Texas Agriculture Commissioner Sid Miller is pushing for more effective cannabis policy in the Lone Star State.
Commissioner Miller has been a solid supporter of hemp for years and has stated his case for expansion of medical cannabis use in the state in an editorial published last week.
There is some medicinal cannabis access in Texas, through the State’s compassionate use program (CUP) administered by the Texas Department of Public Safety (DPS). It allows certain physicians to prescribe low THC cannabis for a very limited number of conditions.

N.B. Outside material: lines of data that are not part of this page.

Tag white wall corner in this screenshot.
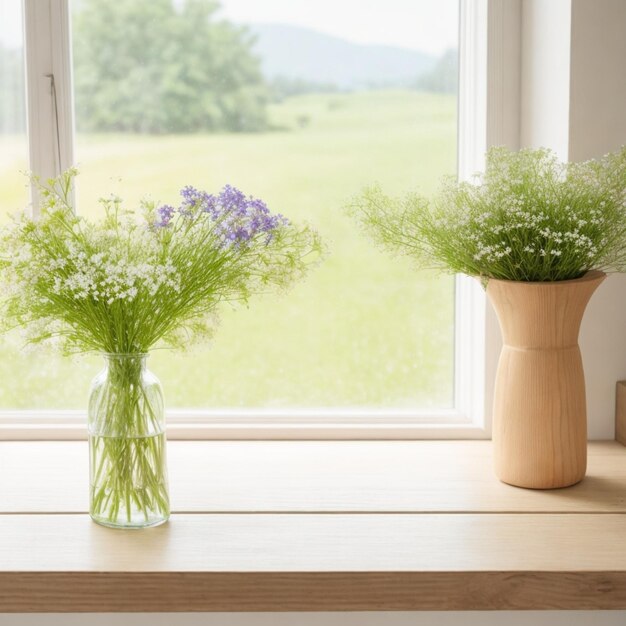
[569,0,626,161]
[520,0,572,161]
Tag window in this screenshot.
[0,0,498,435]
[0,0,28,212]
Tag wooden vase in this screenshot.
[487,271,605,489]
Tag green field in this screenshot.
[0,92,456,408]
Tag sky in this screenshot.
[217,0,459,55]
[0,0,459,55]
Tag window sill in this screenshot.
[0,441,626,612]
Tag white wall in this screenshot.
[0,0,626,626]
[520,0,572,161]
[520,0,626,439]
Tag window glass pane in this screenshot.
[0,0,28,212]
[3,0,458,410]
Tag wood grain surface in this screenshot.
[0,442,626,612]
[487,271,606,489]
[0,441,626,513]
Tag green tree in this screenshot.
[73,0,268,133]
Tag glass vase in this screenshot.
[88,354,170,528]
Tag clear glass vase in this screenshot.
[88,354,170,528]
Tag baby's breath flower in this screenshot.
[349,148,626,281]
[0,170,322,354]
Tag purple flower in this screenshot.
[171,185,289,245]
[155,204,176,228]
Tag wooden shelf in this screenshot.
[0,441,626,612]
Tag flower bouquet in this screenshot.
[349,148,626,488]
[0,170,322,527]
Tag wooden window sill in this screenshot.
[0,441,626,612]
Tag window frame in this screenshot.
[0,0,521,440]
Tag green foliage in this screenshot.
[0,170,322,354]
[73,0,268,133]
[349,147,626,281]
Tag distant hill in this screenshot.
[249,24,436,90]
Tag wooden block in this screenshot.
[615,380,626,446]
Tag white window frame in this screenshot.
[0,0,521,440]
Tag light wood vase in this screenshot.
[487,271,605,489]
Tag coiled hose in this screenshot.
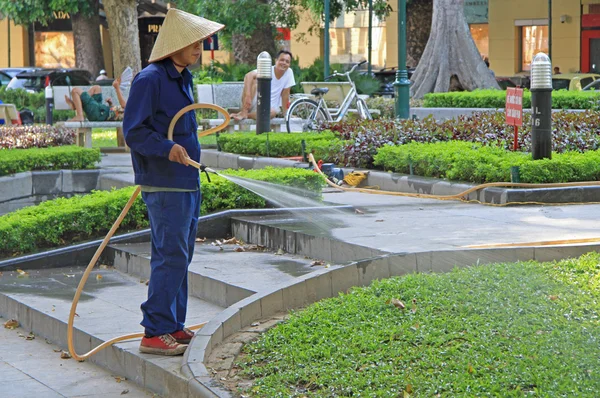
[67,104,231,361]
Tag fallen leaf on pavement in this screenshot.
[4,319,19,329]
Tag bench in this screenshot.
[52,86,129,152]
[196,82,285,132]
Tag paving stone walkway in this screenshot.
[0,317,156,398]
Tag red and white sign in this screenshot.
[506,87,523,126]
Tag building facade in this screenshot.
[0,0,600,76]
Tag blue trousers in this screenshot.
[141,190,201,337]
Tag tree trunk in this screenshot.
[71,0,104,79]
[406,0,433,68]
[102,0,142,77]
[411,0,499,98]
[231,0,276,65]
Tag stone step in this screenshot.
[0,267,223,397]
[231,215,389,264]
[103,240,326,307]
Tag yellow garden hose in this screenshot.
[67,104,231,361]
[308,153,600,206]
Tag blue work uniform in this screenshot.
[123,59,201,337]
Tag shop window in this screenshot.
[521,26,548,71]
[329,26,386,67]
[35,32,75,68]
[469,23,490,58]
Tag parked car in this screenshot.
[6,69,93,93]
[0,71,12,87]
[552,73,600,91]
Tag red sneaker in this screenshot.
[171,328,194,344]
[140,334,187,355]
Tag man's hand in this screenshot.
[169,144,189,166]
[113,77,121,89]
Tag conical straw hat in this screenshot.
[148,8,225,62]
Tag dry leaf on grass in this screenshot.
[4,319,19,329]
[17,268,29,278]
[385,299,406,310]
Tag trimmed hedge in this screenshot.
[374,141,600,183]
[0,168,324,258]
[423,90,600,109]
[217,132,335,157]
[0,146,100,176]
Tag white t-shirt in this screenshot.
[271,66,296,109]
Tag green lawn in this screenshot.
[92,129,217,148]
[238,253,600,397]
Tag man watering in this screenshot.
[123,8,224,355]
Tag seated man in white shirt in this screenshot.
[231,50,296,120]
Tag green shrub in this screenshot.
[0,168,324,257]
[313,110,600,168]
[374,141,600,183]
[0,187,148,257]
[0,146,100,176]
[423,90,600,109]
[217,132,335,157]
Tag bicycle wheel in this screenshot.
[285,98,327,133]
[356,98,373,120]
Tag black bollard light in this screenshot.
[256,51,272,134]
[531,53,552,160]
[44,85,54,125]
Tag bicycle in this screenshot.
[285,61,373,133]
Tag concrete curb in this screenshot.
[181,245,600,397]
[202,150,600,204]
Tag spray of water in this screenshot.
[220,174,348,233]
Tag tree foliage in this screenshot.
[0,0,96,26]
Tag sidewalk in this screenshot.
[0,317,155,398]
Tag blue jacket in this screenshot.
[123,59,200,189]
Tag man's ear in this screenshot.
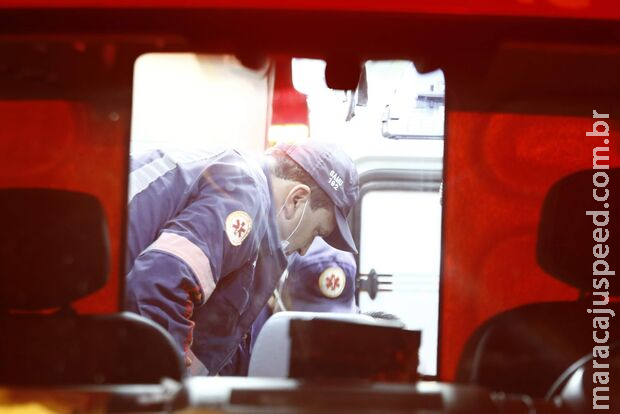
[290,184,311,207]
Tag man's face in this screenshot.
[286,206,336,256]
[277,186,336,255]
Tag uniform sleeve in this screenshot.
[127,157,262,363]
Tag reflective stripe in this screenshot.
[145,232,215,303]
[127,156,176,203]
[127,151,213,203]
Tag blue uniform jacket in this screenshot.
[126,150,286,375]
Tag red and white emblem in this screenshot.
[226,210,252,246]
[319,267,347,299]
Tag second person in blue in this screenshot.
[125,142,359,375]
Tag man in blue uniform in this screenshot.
[126,142,359,375]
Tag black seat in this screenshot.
[0,189,184,386]
[457,168,620,398]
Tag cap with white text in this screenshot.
[274,141,359,253]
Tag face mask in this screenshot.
[276,200,308,254]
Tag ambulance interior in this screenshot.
[0,6,620,413]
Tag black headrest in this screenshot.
[537,168,620,295]
[0,188,108,310]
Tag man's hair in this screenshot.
[268,148,334,210]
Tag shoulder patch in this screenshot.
[319,267,347,299]
[226,210,252,246]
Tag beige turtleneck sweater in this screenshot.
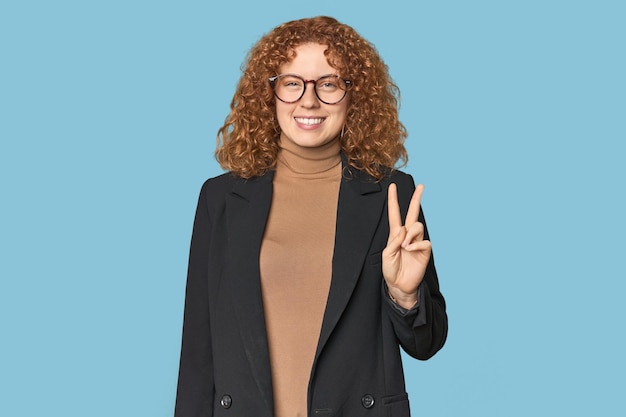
[260,137,342,417]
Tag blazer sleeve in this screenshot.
[174,184,214,417]
[383,175,448,360]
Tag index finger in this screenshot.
[387,183,402,231]
[405,184,424,227]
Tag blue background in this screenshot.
[0,0,626,417]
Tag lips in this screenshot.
[294,117,326,126]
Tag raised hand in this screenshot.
[382,184,431,308]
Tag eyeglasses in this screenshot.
[269,74,352,104]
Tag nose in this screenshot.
[300,81,320,108]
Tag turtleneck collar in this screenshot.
[277,138,341,176]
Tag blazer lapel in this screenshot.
[225,173,274,415]
[315,168,387,359]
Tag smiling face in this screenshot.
[275,43,350,148]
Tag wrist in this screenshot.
[387,287,419,310]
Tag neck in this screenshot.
[278,139,341,174]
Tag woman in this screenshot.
[176,17,447,417]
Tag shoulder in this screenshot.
[344,168,415,192]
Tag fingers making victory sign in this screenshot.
[382,184,431,308]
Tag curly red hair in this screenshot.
[215,16,408,180]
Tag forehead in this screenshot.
[281,43,337,77]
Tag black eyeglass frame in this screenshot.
[268,74,352,105]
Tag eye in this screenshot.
[280,77,304,89]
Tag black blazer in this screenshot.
[175,162,448,417]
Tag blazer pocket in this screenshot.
[365,249,383,265]
[381,392,411,417]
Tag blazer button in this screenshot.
[220,394,233,410]
[361,394,374,408]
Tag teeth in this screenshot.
[295,117,324,125]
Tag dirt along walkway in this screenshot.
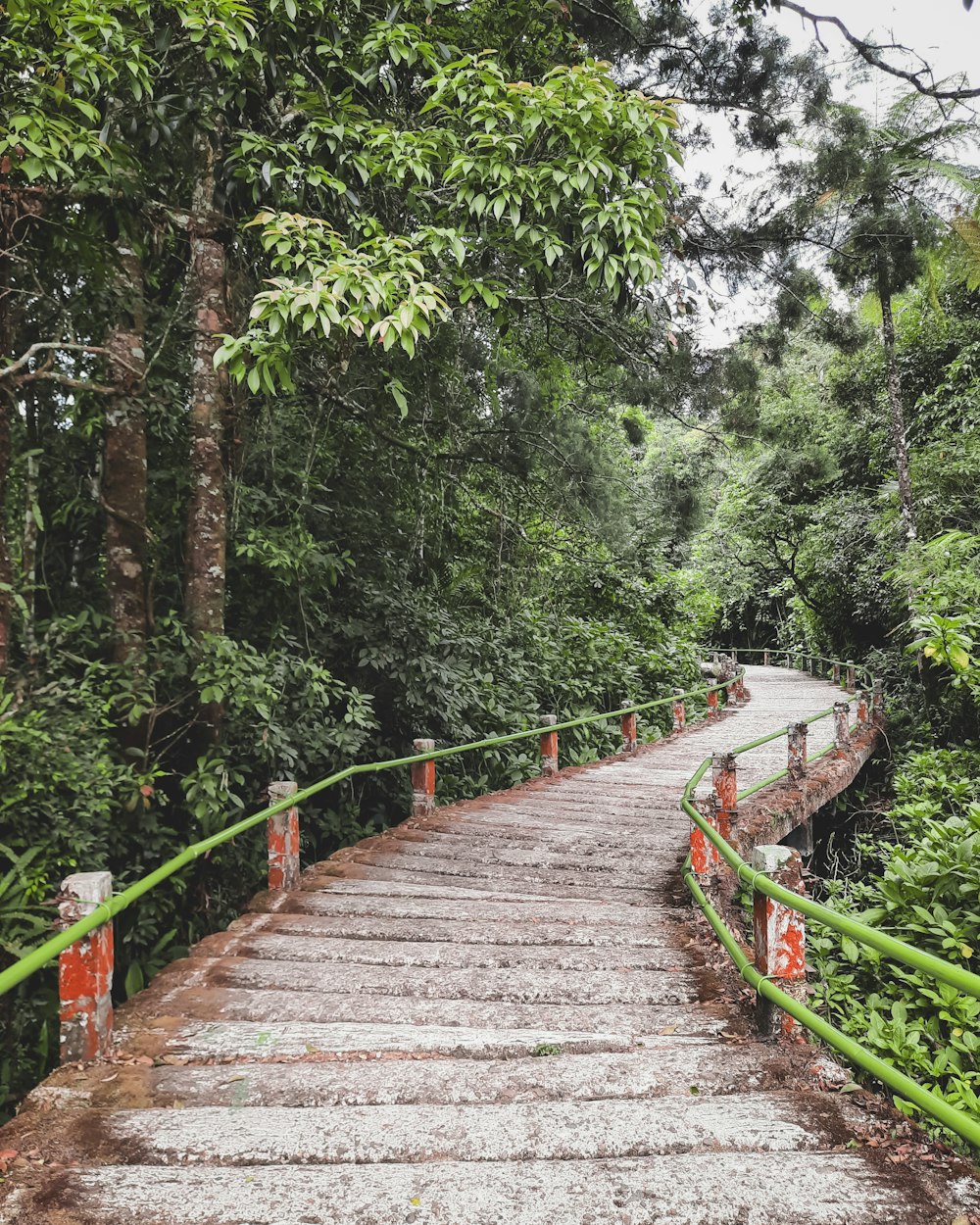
[0,667,980,1225]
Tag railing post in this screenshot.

While the program has improved over the years since Texas passed the Compassionate Use Act in 2015, it still lags behind those of many other US states – leaving Texans who could benefit from medical cannabis without legal access and needlessly suffering.
Commissioner Miller argues it is time to expand the program, saying cannabis prohibition reflects the failed alcohol prohibition of the 1920’s, and that it came from a place of fear rather than medical science.
“Today, in the 21st century, this must end,” he says. “We must start with a new chapter and a new attitude about the use of cannabis – especially when it comes to its potential medicinal benefits.”
The Commissioner says it’s his goal in 2023 to expand the compassionate use of cannabis products in Texas to the point that every Texan with a medical need has access.
“When four out of five Texans support compassionate use, we need to have state law and state policy reflect that desire,” he said. “I will urge our state legislature and our Governor to make that a top priority in the upcoming legislative session.”
Commissioner Miller says it’s time for an open conversation about cannabis.
“We owe it to our fellow Texans, especially those who are suffering, to lead or just get out of the way if we cannot formulate effective cannabis policy for Texas.”
In terms of recreational cannabis, he says while other states have introduced legal sales, he isn’t sure if Texas is ready to go that far. Back in 2018 when urging on Congress to lift the ban on hemp production in the United States, he said reintroducing hemp to Texas would not be the thin edge of the wedge leading to the legalizing of marijuana.